A few reptiles and amphibians have already been spotted in Ottawa this spring. But with the warmer weather, this week will rouse scores more. On a leisurely shoreline stroll you may spot a spring peeper or Blanding’s turtle. If you turn over a log, you may find a red-spotted newt or milksnake.

The onset of spring is an exciting time of year for outdoor enthusiasts as the veil of winter’s slumber is lifted from our wetlands, forests and meadows. The awakening of reptiles and amphibians is happening right at our feet.

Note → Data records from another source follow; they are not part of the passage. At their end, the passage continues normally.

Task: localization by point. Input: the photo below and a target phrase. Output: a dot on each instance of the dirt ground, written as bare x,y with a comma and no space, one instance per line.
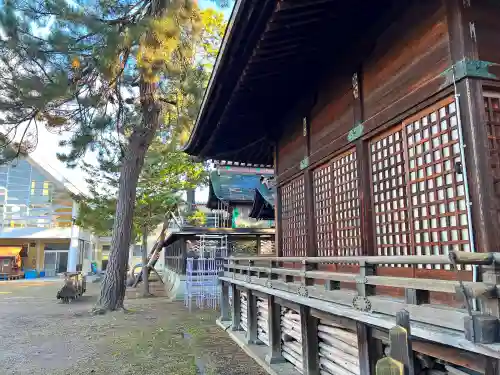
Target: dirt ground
38,335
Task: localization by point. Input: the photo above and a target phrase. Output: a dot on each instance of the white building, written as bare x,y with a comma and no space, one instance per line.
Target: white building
36,218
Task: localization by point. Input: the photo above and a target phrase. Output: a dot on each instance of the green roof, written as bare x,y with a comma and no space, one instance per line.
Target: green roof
235,187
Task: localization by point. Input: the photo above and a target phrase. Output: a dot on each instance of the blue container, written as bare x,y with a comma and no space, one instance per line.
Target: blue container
30,274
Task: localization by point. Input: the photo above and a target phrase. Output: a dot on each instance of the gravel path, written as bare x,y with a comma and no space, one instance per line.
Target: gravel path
38,335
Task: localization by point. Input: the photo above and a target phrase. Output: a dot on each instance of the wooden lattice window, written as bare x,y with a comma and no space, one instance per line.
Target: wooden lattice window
418,186
346,205
390,206
323,210
293,218
492,107
436,183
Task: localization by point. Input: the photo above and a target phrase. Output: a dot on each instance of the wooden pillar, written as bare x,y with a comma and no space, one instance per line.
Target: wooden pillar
463,46
224,301
364,168
309,330
274,331
401,349
277,208
311,250
251,336
236,309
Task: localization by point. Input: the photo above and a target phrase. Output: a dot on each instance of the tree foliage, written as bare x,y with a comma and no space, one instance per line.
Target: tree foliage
113,74
166,174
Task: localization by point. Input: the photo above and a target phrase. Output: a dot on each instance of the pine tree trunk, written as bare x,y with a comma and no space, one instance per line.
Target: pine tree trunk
145,273
114,282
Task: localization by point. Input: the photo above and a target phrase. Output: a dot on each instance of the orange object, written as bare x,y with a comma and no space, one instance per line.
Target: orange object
11,252
75,64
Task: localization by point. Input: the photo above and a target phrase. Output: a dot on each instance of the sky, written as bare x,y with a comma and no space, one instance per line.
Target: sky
45,153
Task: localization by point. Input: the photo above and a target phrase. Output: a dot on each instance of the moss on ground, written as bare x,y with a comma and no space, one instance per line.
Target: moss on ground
155,337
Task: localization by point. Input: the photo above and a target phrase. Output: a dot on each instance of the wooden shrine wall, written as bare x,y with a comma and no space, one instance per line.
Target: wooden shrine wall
485,15
412,51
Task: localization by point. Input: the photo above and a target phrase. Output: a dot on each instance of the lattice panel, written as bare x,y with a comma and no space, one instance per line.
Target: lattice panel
293,218
436,184
492,107
346,205
390,206
323,210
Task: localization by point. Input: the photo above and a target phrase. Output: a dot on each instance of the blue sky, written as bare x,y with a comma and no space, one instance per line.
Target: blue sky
48,143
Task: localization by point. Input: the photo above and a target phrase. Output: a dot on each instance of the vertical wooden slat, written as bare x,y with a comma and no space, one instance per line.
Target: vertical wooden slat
278,211
324,211
492,366
363,165
492,109
251,318
224,302
236,309
274,332
366,212
311,250
309,331
367,351
401,349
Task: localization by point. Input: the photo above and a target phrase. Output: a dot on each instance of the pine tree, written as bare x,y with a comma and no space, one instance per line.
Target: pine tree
165,175
114,73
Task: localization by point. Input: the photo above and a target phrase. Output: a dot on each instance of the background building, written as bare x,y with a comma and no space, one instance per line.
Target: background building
36,220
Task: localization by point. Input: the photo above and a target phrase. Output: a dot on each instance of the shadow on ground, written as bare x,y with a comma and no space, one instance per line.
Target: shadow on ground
39,335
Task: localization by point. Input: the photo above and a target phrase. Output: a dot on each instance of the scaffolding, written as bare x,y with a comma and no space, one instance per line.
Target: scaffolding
202,271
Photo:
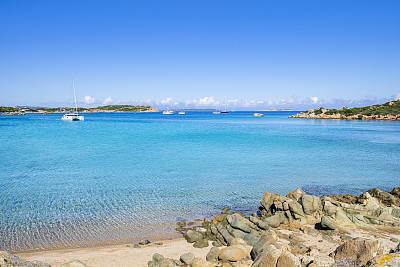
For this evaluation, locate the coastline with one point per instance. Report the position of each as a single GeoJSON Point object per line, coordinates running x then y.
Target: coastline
{"type": "Point", "coordinates": [115, 255]}
{"type": "Point", "coordinates": [299, 228]}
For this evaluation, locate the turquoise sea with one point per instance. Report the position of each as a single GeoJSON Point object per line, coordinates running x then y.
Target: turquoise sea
{"type": "Point", "coordinates": [121, 176]}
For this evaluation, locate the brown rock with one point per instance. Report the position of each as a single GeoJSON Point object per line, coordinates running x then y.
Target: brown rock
{"type": "Point", "coordinates": [296, 194]}
{"type": "Point", "coordinates": [360, 250]}
{"type": "Point", "coordinates": [287, 259]}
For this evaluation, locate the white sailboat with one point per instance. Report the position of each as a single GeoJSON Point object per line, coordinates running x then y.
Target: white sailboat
{"type": "Point", "coordinates": [168, 112]}
{"type": "Point", "coordinates": [73, 115]}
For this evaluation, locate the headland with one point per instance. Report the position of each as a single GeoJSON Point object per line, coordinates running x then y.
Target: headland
{"type": "Point", "coordinates": [389, 111]}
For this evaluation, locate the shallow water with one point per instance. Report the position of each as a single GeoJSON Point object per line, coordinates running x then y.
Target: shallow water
{"type": "Point", "coordinates": [127, 175]}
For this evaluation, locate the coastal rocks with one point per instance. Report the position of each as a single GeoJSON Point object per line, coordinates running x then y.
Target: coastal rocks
{"type": "Point", "coordinates": [10, 260]}
{"type": "Point", "coordinates": [159, 261]}
{"type": "Point", "coordinates": [192, 236]}
{"type": "Point", "coordinates": [384, 197]}
{"type": "Point", "coordinates": [310, 204]}
{"type": "Point", "coordinates": [233, 253]}
{"type": "Point", "coordinates": [328, 223]}
{"type": "Point", "coordinates": [187, 258]}
{"type": "Point", "coordinates": [202, 243]}
{"type": "Point", "coordinates": [360, 250]}
{"type": "Point", "coordinates": [388, 260]}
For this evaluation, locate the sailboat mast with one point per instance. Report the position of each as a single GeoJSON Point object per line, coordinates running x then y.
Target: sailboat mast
{"type": "Point", "coordinates": [73, 87]}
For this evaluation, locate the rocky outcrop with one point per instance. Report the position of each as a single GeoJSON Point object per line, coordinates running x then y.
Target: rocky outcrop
{"type": "Point", "coordinates": [239, 240]}
{"type": "Point", "coordinates": [360, 250]}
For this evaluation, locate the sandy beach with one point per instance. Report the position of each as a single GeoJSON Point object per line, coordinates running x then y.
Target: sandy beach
{"type": "Point", "coordinates": [119, 255]}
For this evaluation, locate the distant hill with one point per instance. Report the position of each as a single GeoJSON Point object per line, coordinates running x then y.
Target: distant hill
{"type": "Point", "coordinates": [110, 108]}
{"type": "Point", "coordinates": [389, 111]}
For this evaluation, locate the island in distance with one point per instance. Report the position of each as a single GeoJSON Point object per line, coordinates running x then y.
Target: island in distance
{"type": "Point", "coordinates": [389, 111]}
{"type": "Point", "coordinates": [109, 108]}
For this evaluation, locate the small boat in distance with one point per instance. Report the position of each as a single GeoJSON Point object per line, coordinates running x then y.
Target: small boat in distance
{"type": "Point", "coordinates": [73, 115]}
{"type": "Point", "coordinates": [168, 112]}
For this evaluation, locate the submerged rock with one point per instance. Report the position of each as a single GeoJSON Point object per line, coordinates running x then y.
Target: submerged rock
{"type": "Point", "coordinates": [10, 260]}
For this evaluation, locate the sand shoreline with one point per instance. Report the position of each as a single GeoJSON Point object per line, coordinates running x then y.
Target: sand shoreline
{"type": "Point", "coordinates": [116, 255]}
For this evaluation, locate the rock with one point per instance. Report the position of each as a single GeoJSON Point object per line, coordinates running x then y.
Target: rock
{"type": "Point", "coordinates": [328, 223]}
{"type": "Point", "coordinates": [251, 239]}
{"type": "Point", "coordinates": [144, 242]}
{"type": "Point", "coordinates": [10, 260]}
{"type": "Point", "coordinates": [235, 232]}
{"type": "Point", "coordinates": [181, 223]}
{"type": "Point", "coordinates": [287, 259]}
{"type": "Point", "coordinates": [322, 260]}
{"type": "Point", "coordinates": [217, 243]}
{"type": "Point", "coordinates": [197, 262]}
{"type": "Point", "coordinates": [310, 204]}
{"type": "Point", "coordinates": [202, 243]}
{"type": "Point", "coordinates": [275, 220]}
{"type": "Point", "coordinates": [360, 250]}
{"type": "Point", "coordinates": [296, 209]}
{"type": "Point", "coordinates": [261, 224]}
{"type": "Point", "coordinates": [311, 231]}
{"type": "Point", "coordinates": [268, 238]}
{"type": "Point", "coordinates": [385, 198]}
{"type": "Point", "coordinates": [397, 249]}
{"type": "Point", "coordinates": [395, 240]}
{"type": "Point", "coordinates": [329, 208]}
{"type": "Point", "coordinates": [345, 237]}
{"type": "Point", "coordinates": [268, 257]}
{"type": "Point", "coordinates": [233, 253]}
{"type": "Point", "coordinates": [187, 258]}
{"type": "Point", "coordinates": [74, 263]}
{"type": "Point", "coordinates": [235, 221]}
{"type": "Point", "coordinates": [157, 257]}
{"type": "Point", "coordinates": [167, 263]}
{"type": "Point", "coordinates": [193, 236]}
{"type": "Point", "coordinates": [296, 194]}
{"type": "Point", "coordinates": [212, 255]}
{"type": "Point", "coordinates": [226, 210]}
{"type": "Point", "coordinates": [389, 260]}
{"type": "Point", "coordinates": [268, 199]}
{"type": "Point", "coordinates": [227, 237]}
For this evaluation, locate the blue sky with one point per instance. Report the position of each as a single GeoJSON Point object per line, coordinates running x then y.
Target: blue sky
{"type": "Point", "coordinates": [179, 53]}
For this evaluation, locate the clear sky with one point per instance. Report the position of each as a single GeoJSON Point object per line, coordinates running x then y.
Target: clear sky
{"type": "Point", "coordinates": [199, 53]}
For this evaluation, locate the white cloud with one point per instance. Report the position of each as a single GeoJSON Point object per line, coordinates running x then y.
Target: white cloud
{"type": "Point", "coordinates": [314, 99]}
{"type": "Point", "coordinates": [203, 102]}
{"type": "Point", "coordinates": [89, 100]}
{"type": "Point", "coordinates": [108, 100]}
{"type": "Point", "coordinates": [290, 100]}
{"type": "Point", "coordinates": [169, 102]}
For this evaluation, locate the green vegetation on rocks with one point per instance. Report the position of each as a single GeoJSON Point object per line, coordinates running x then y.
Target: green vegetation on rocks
{"type": "Point", "coordinates": [387, 111]}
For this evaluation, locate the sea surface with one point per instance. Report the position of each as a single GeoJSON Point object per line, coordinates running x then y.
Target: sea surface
{"type": "Point", "coordinates": [119, 176]}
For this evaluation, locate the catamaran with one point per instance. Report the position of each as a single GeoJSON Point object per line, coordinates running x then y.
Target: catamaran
{"type": "Point", "coordinates": [168, 112]}
{"type": "Point", "coordinates": [73, 115]}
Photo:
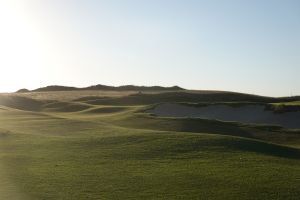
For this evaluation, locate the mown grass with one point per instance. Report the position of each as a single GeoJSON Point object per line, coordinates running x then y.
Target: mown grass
{"type": "Point", "coordinates": [117, 152]}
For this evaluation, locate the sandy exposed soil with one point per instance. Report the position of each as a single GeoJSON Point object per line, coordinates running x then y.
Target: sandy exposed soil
{"type": "Point", "coordinates": [246, 114]}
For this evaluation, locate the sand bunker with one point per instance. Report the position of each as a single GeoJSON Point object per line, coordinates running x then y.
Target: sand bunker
{"type": "Point", "coordinates": [245, 114]}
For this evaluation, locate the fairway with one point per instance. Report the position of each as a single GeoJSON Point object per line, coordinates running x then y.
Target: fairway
{"type": "Point", "coordinates": [84, 150]}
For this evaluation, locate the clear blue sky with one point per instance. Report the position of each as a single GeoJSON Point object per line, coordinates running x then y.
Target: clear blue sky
{"type": "Point", "coordinates": [248, 46]}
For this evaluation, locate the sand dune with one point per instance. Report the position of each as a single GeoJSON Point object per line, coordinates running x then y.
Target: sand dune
{"type": "Point", "coordinates": [245, 114]}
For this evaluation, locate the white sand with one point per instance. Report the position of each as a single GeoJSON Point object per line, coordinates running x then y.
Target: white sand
{"type": "Point", "coordinates": [246, 114]}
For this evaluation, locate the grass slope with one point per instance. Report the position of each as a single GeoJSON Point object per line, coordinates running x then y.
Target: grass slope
{"type": "Point", "coordinates": [113, 152]}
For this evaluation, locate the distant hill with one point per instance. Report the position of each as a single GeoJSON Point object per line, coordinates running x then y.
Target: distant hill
{"type": "Point", "coordinates": [104, 87]}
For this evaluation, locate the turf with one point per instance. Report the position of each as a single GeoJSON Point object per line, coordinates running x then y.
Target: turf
{"type": "Point", "coordinates": [120, 152]}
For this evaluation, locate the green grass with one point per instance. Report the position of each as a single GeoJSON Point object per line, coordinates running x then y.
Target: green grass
{"type": "Point", "coordinates": [119, 152]}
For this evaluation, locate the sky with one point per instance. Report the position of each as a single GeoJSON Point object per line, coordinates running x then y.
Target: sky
{"type": "Point", "coordinates": [233, 45]}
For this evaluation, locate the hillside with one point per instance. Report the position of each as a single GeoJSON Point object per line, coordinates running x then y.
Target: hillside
{"type": "Point", "coordinates": [103, 87]}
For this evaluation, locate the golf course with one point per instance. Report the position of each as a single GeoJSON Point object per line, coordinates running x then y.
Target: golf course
{"type": "Point", "coordinates": [124, 144]}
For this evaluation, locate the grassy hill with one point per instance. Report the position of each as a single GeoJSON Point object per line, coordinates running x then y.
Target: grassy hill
{"type": "Point", "coordinates": [107, 147]}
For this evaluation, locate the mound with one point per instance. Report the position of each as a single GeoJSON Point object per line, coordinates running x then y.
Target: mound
{"type": "Point", "coordinates": [246, 114]}
{"type": "Point", "coordinates": [108, 88]}
{"type": "Point", "coordinates": [106, 110]}
{"type": "Point", "coordinates": [146, 99]}
{"type": "Point", "coordinates": [65, 107]}
{"type": "Point", "coordinates": [22, 103]}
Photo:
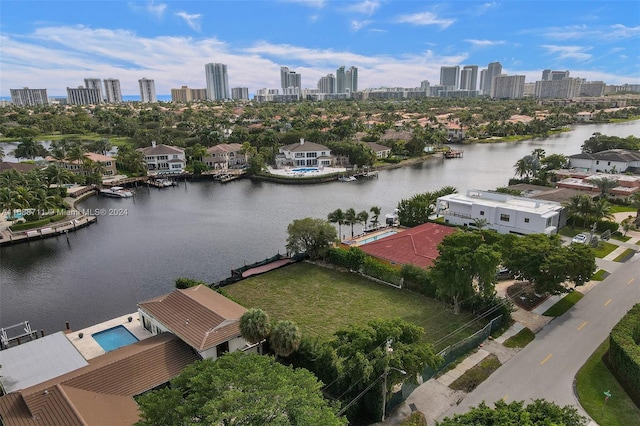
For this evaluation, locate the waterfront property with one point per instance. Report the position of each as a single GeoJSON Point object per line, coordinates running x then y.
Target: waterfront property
{"type": "Point", "coordinates": [304, 154]}
{"type": "Point", "coordinates": [203, 318]}
{"type": "Point", "coordinates": [416, 246]}
{"type": "Point", "coordinates": [503, 213]}
{"type": "Point", "coordinates": [161, 159]}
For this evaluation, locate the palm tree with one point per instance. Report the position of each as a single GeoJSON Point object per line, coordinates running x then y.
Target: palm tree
{"type": "Point", "coordinates": [255, 326]}
{"type": "Point", "coordinates": [376, 215]}
{"type": "Point", "coordinates": [350, 218]}
{"type": "Point", "coordinates": [337, 216]}
{"type": "Point", "coordinates": [285, 338]}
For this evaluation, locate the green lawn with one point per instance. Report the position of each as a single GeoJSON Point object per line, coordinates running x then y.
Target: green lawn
{"type": "Point", "coordinates": [563, 304]}
{"type": "Point", "coordinates": [322, 300]}
{"type": "Point", "coordinates": [521, 339]}
{"type": "Point", "coordinates": [593, 379]}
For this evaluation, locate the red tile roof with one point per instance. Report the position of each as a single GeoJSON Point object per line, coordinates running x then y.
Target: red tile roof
{"type": "Point", "coordinates": [416, 246]}
{"type": "Point", "coordinates": [201, 317]}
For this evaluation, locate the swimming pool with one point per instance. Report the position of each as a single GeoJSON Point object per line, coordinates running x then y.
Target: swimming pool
{"type": "Point", "coordinates": [377, 237]}
{"type": "Point", "coordinates": [114, 338]}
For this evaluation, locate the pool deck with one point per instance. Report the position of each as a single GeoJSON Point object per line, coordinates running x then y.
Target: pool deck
{"type": "Point", "coordinates": [89, 348]}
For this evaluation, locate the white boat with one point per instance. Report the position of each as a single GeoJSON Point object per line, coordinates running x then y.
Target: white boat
{"type": "Point", "coordinates": [116, 192]}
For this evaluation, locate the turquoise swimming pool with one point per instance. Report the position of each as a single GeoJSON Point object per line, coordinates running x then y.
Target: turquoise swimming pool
{"type": "Point", "coordinates": [114, 338]}
{"type": "Point", "coordinates": [377, 237]}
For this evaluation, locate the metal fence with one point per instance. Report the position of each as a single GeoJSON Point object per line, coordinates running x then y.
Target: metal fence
{"type": "Point", "coordinates": [449, 355]}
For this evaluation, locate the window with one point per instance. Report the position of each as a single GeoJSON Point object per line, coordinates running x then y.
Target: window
{"type": "Point", "coordinates": [222, 349]}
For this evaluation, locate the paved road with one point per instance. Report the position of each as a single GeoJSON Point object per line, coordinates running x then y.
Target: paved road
{"type": "Point", "coordinates": [546, 368]}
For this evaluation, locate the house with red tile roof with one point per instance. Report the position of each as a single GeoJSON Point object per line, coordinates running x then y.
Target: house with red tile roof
{"type": "Point", "coordinates": [416, 246]}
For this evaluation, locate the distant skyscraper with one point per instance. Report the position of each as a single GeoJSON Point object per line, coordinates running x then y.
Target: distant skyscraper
{"type": "Point", "coordinates": [469, 77]}
{"type": "Point", "coordinates": [217, 81]}
{"type": "Point", "coordinates": [351, 79]}
{"type": "Point", "coordinates": [341, 80]}
{"type": "Point", "coordinates": [450, 77]}
{"type": "Point", "coordinates": [240, 93]}
{"type": "Point", "coordinates": [147, 90]}
{"type": "Point", "coordinates": [112, 90]}
{"type": "Point", "coordinates": [29, 97]}
{"type": "Point", "coordinates": [289, 78]}
{"type": "Point", "coordinates": [493, 69]}
{"type": "Point", "coordinates": [84, 96]}
{"type": "Point", "coordinates": [507, 87]}
{"type": "Point", "coordinates": [94, 83]}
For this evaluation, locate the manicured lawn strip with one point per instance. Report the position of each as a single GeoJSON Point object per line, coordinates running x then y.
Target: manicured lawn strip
{"type": "Point", "coordinates": [563, 304]}
{"type": "Point", "coordinates": [476, 374]}
{"type": "Point", "coordinates": [625, 255]}
{"type": "Point", "coordinates": [521, 339]}
{"type": "Point", "coordinates": [322, 301]}
{"type": "Point", "coordinates": [603, 249]}
{"type": "Point", "coordinates": [593, 379]}
{"type": "Point", "coordinates": [600, 275]}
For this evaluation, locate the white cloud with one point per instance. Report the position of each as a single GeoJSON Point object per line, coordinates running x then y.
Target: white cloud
{"type": "Point", "coordinates": [576, 53]}
{"type": "Point", "coordinates": [358, 25]}
{"type": "Point", "coordinates": [193, 20]}
{"type": "Point", "coordinates": [424, 18]}
{"type": "Point", "coordinates": [156, 10]}
{"type": "Point", "coordinates": [367, 7]}
{"type": "Point", "coordinates": [484, 43]}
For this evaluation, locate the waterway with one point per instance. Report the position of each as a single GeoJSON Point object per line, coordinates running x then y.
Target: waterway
{"type": "Point", "coordinates": [204, 229]}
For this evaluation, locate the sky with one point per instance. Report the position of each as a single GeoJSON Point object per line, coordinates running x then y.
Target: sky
{"type": "Point", "coordinates": [57, 44]}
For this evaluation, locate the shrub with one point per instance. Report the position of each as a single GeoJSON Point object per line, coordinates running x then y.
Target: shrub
{"type": "Point", "coordinates": [624, 353]}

“Spring is one of my favorite times of year and is distinctively marked by the unique calls of different species of frogs and toads. The early season calls of wood and chorus frogs as well as spring peepers bring the night alive with sound,” says Emma Horrigan, Ontario Nature’s citizen science coordinator.

Sadly though, reptiles and amphibians are experiencing global declines of 20 and 40 percent respectively. In Ontario, 75 percent of reptiles and 22 percent of amphibians are listed as at risk provincially. These turtles, snakes, lizards, salamanders, frogs and toads have unique, specialized and fascinating life histories. But they suffer terribly from habitat loss and fragmentation, road mortality, persecution and pollution.

You can help by enlisting as a citizen scientist for the Ontario Reptile and Amphibian Atlas, which has been led by Ontario Nature since 2009. The data submitted by people of all skill levels is used to map the whereabouts of some of the province’s most enigmatic creatures. Ontario Nature’s goal this spring is to fill in key data gaps where there are no recent sightings. While you’re enjoying the nice weather this week, keep an eye out for reptiles and amphibians. They have fascinating traits and adaptations, and you can help their plight simply by reporting your sightings.